Photo via Esther Vargas (CC-BY-SA)

California legislation will force Facebook, Twitter to identify bots

State lawmakers say the federal government is not doing enough.

 

David Gilmour

Tech

Posted on Apr 3, 2018   Updated on May 21, 2021, 7:41 pm CDT

California state lawmakers are bringing forward legislation that would require social media companies, like Twitter and Facebook, to identify and deal with automated bot accounts on their platform.

The move comes in the absence of action on the matter from the federal government and as pressure mounts on technology companies to tackle manipulative swarms of so-called bot accounts, engineered by actors to push misinformation and fake news or promote hyper-partisan propaganda.

On multiple occasions, bot swarms have utilized national tragedies, such as the recent shooting at Marjory Stoneman Douglas High School in Florida. As gun control became the point of debate, accounts on Twitter suspected of having links to Russia pushed hashtags demanding #guncontrolnow and #gunreformnow.

During the 2016 presidential election, Russian-linked bots were suspected of having amplified President Donald Trump’s tweets and promoted divisive policy issues, like immigration.

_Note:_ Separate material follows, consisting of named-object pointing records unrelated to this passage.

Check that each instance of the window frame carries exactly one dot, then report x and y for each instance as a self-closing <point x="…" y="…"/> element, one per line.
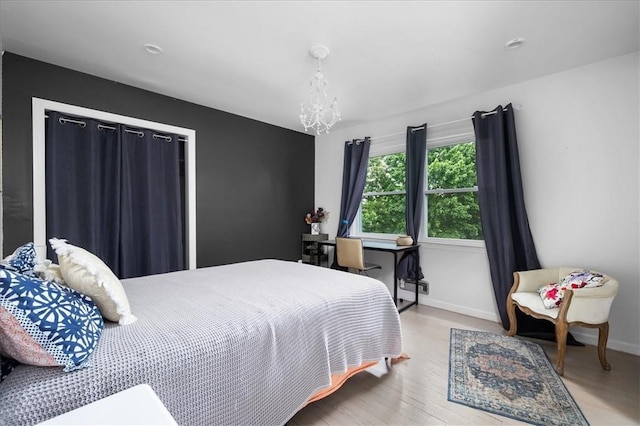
<point x="459" y="134"/>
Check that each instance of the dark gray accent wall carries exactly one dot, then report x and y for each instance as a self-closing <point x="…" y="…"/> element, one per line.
<point x="255" y="181"/>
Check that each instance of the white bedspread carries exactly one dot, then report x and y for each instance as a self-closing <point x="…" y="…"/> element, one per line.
<point x="240" y="344"/>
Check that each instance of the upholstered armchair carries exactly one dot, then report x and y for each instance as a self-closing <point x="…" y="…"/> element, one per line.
<point x="584" y="307"/>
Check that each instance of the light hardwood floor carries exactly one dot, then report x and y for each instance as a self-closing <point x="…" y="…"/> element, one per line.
<point x="414" y="391"/>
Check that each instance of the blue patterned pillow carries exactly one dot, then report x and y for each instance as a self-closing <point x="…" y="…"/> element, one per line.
<point x="43" y="323"/>
<point x="23" y="260"/>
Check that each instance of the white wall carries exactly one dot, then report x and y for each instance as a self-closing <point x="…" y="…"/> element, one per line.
<point x="579" y="138"/>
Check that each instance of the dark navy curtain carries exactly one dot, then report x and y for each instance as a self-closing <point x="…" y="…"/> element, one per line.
<point x="82" y="168"/>
<point x="505" y="225"/>
<point x="416" y="153"/>
<point x="354" y="176"/>
<point x="151" y="210"/>
<point x="115" y="192"/>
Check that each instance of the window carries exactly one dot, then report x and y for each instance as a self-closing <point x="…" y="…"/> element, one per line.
<point x="383" y="201"/>
<point x="451" y="202"/>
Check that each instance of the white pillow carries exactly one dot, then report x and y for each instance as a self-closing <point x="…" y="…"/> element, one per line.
<point x="85" y="272"/>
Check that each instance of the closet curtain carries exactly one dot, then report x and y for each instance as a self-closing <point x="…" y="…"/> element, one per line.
<point x="505" y="224"/>
<point x="354" y="177"/>
<point x="115" y="191"/>
<point x="416" y="156"/>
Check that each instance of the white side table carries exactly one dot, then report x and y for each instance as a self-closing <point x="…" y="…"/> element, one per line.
<point x="138" y="405"/>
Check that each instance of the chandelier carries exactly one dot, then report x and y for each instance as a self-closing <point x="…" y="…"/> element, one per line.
<point x="317" y="113"/>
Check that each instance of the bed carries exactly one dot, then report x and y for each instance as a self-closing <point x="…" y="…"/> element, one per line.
<point x="246" y="344"/>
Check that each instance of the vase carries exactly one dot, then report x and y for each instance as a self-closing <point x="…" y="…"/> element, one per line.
<point x="315" y="228"/>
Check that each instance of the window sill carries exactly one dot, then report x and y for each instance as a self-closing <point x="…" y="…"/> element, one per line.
<point x="426" y="241"/>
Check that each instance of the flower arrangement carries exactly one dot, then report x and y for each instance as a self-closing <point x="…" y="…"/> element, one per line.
<point x="320" y="215"/>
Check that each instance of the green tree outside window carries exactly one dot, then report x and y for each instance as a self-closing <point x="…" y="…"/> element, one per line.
<point x="451" y="202"/>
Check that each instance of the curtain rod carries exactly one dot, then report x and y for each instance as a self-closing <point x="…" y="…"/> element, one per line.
<point x="140" y="133"/>
<point x="438" y="124"/>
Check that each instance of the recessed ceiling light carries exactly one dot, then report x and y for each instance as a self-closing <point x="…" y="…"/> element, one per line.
<point x="515" y="43"/>
<point x="153" y="49"/>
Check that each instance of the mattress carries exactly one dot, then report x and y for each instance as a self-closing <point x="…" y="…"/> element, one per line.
<point x="240" y="344"/>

“We need to know if we are having debates with real people or if we’re being manipulated,” said State Senator Bob Hertzberg (D-Los Angeles). “Right now we have no law and it’s just the Wild West.”

Sen. Hertzberg’s bill requires that bots, which are also often used for marketing purposes, disclose their status and not proceed in engaging a user with “the intention of misleading and without clearly and conspicuously disclosing that the bot is not a natural person.”

Platforms would be required to put reporting procedures in place, where bots in violation of the new rules could be flagged, and deliver statistical information every two weeks on the company’s strategy to the state Attorney General.

“California feels a bit guilty about how our hometown companies have had a negative impact on society as a whole,” Shum Preston, national director at Common Sense Media, told Bloomberg. “We are looking to regulate in the absence of the federal government. We don’t think anything is coming from Washington.”

The legislation is set to go before two Californian committees this month.